William Wellman a voulu faire un film plus réaliste que la moyenne des films de guerre. Malgré les décors de studio, il y est parvenu. Les forçats de la gloire est un précurseur des grandes oeuvres de Samuel Fuller (Les maraudeurs attaquent, Au delà de la gloire), vétéran de la Big red one qui voyait d’ailleurs dans le film de Wellman « le seul film honnête sur l’infanterie tourné pendant la guerre à Hollywood ». Les forçats de la gloire est cependant moins sec et plus didactique. On sent souvent les intentions précéder l’exécution. Par exemple, indépendamment de la beauté du noir et blanc de Russell Metty, la composition très apprêtée de plusieurs plans tranche d’avec la crudité de la représentation. Le découpage de Wellman, plus soucieux de la force de l’image que du naturel de la séquence, n’a pas l’aisance de celui de Walsh ou de Fuller. La voix-off et la musique surchargent aussi l’image de sens. Il reste enfin quelques concessions au sentimentalisme hollywoodien qui apparaissent franchement déplacées dans cet univers de boue, de violence et de sang. Ainsi du coup de foudre amoureux. Ces réserves, si elles empêchent de faire figurer Les forçats de la gloire parmi les chefs d’oeuvre du genre, ne doivent cependant pas vous induire en erreur. Le film reste très intéressant et le style elliptique du cinéaste fait plusieurs fois mouche. En témoigne par exemple la surprenante arrivée des cadavres sur le dos des mules. William Wellman allait quelques années plus tard s’intéresser à la bataille des Ardennes avec l’excellent Bastogne qui est, lui, une réussite complète.

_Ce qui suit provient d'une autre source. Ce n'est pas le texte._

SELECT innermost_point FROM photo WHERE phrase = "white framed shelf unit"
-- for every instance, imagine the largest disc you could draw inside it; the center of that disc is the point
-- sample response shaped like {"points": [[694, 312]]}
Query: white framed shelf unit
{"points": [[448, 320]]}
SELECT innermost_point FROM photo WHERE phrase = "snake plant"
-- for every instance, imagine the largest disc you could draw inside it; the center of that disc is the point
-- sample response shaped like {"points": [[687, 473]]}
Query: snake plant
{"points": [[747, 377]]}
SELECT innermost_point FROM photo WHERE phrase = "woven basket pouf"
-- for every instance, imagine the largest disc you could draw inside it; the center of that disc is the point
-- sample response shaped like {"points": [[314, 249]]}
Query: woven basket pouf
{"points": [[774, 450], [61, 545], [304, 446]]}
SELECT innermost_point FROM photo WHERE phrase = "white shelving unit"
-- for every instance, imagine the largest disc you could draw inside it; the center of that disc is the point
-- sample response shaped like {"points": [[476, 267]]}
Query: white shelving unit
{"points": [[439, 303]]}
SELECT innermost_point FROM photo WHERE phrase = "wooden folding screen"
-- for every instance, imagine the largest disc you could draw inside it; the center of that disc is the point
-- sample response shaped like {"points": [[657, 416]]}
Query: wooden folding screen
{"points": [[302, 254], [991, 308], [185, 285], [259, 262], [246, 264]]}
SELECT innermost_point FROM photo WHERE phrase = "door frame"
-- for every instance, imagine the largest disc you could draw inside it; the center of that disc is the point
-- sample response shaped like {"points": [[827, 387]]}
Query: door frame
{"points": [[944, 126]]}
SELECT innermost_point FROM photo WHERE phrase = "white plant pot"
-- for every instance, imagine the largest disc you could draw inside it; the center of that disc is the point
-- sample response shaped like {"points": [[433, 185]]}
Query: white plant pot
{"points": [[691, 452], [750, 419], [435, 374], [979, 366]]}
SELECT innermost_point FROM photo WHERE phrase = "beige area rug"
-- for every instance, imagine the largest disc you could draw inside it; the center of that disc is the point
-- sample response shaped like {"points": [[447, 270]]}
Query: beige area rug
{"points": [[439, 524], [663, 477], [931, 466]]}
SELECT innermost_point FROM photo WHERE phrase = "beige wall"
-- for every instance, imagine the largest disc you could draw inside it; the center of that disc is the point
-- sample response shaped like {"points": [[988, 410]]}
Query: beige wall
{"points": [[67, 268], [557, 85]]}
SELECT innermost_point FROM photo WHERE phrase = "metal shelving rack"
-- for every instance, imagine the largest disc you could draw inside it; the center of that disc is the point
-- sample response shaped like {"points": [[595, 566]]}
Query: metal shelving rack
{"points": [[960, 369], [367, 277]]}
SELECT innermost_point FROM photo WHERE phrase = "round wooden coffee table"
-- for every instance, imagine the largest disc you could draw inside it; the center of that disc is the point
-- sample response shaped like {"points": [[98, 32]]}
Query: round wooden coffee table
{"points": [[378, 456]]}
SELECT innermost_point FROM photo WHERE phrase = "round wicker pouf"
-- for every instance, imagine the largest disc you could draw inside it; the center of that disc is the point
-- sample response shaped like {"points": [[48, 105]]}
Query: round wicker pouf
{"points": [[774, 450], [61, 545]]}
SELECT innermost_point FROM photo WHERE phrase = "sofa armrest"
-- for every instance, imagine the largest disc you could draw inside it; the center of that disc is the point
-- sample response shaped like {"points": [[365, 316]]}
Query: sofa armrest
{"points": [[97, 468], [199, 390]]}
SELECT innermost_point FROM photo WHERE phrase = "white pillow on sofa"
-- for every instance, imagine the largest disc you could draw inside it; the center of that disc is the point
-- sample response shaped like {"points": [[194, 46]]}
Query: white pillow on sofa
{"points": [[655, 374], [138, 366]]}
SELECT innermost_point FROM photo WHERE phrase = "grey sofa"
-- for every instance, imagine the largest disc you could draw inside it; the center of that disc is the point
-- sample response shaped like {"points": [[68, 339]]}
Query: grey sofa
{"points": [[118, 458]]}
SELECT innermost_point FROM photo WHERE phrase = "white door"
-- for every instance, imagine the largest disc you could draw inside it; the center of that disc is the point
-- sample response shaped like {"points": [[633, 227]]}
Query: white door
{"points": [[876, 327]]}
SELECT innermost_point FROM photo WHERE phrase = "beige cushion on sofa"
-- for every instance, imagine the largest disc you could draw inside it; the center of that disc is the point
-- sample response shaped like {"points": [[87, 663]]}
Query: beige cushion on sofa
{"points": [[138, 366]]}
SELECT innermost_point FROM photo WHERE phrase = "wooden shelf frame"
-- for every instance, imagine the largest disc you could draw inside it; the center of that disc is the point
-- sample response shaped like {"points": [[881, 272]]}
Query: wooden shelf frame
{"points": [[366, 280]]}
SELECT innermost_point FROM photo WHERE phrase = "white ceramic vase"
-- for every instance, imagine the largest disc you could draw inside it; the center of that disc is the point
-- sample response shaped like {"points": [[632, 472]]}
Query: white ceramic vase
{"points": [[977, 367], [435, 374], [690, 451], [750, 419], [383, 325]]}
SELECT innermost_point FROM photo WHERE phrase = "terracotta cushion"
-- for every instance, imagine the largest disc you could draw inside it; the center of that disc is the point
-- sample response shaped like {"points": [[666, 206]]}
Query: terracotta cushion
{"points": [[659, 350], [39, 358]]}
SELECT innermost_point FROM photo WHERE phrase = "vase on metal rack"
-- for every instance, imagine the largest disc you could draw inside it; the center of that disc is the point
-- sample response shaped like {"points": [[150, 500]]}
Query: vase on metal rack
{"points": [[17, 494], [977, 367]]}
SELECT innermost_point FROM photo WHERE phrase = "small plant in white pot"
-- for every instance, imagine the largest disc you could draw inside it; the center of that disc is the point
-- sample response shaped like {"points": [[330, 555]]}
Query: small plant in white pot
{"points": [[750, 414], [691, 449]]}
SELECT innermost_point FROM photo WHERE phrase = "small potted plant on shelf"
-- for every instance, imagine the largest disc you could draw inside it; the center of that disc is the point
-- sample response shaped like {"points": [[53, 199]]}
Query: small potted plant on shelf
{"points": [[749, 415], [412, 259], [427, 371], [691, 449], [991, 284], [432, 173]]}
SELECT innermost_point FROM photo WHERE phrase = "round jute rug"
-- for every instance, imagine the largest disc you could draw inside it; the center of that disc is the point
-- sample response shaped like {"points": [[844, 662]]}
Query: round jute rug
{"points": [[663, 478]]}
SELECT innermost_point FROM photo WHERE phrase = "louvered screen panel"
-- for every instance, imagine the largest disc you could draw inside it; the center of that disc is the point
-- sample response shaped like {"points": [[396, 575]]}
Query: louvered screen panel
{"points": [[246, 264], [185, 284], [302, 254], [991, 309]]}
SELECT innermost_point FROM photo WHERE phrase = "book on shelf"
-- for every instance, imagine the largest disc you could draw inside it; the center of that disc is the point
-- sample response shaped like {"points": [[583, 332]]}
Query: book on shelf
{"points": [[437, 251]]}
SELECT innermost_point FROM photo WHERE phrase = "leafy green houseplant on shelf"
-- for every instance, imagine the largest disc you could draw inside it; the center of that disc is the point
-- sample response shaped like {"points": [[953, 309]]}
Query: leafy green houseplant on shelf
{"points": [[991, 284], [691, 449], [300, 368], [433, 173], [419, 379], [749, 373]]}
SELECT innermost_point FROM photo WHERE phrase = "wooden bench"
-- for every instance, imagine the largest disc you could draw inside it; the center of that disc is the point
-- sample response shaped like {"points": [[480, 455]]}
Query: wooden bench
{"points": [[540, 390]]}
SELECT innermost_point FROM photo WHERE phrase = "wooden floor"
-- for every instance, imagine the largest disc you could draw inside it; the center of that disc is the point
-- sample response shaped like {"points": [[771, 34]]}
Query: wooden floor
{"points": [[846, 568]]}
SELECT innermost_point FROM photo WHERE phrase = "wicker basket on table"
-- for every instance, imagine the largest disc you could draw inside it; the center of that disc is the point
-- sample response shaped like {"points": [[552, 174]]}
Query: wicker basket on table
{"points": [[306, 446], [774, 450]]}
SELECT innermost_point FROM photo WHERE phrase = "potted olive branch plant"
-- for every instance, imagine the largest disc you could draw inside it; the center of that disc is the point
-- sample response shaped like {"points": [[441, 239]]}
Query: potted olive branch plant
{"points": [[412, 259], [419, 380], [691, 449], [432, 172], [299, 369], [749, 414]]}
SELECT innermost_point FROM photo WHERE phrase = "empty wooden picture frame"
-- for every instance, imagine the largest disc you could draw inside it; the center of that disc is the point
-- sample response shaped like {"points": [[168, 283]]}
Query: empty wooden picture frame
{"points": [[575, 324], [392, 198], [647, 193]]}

La joyeuse suicidée (Nothing sacred, William Wellman, 1937)

Un journaliste exploite l’histoire d’une jeune mourante avec le consentement de celle-ci, ravie de quitter son trou pour New-York.

Comédie américaine a priori assez particulière pour deux raisons. D’abord, elle est signée William Wellman, cinéaste plus célèbre pour ses westerns, polars et autres films de guerre que pour ses comédies. Ensuite, elle a été tournée en Technicolor à une époque, les années 30, où les -très rares- films en couleurs étaient plus épiques que comiques. En l’occurrence, cela ne s’avère pas une très bonne idée tant la lumière marronâtre est vilaine. Très court et elliptique, le film est à la limite de l’aridité. La concision est une vertu mais dans une screwball comedy, il faut que les personnages vivent, prennent le temps de se confronter. Ce qui est intéressant, ce n’est pas qu’un homme et une femme tombent amoureux, c’est de voir comment ils tombent amoureux. Ici, tout va trop vite. Les situations n’étant pas assez développées, l’inévitable histoire d’amour n’est pas crédible tandis que la satire des media, pertinente en soi, reste à l’état de note d’intentions. Le jeu hystérique de Carole Lombard et celui empesé de Frederic March n’arrangent pas les choses. Ce n’est pas que La joyeuse suicidée soit un navet mas il pâtit clairement d’une certaine raideur, d’un manque de naturel dans la fantaisie.

Beau geste (William Wellman, 1939)

Trois frères adoptés par une riche Lady fuient la demeure dans laquelle ils ont grandi lorsque le saphir de leur bienfaitrice est dérobé par l’un d’entre eux. Ils  s’engagent dans la Légion étrangère…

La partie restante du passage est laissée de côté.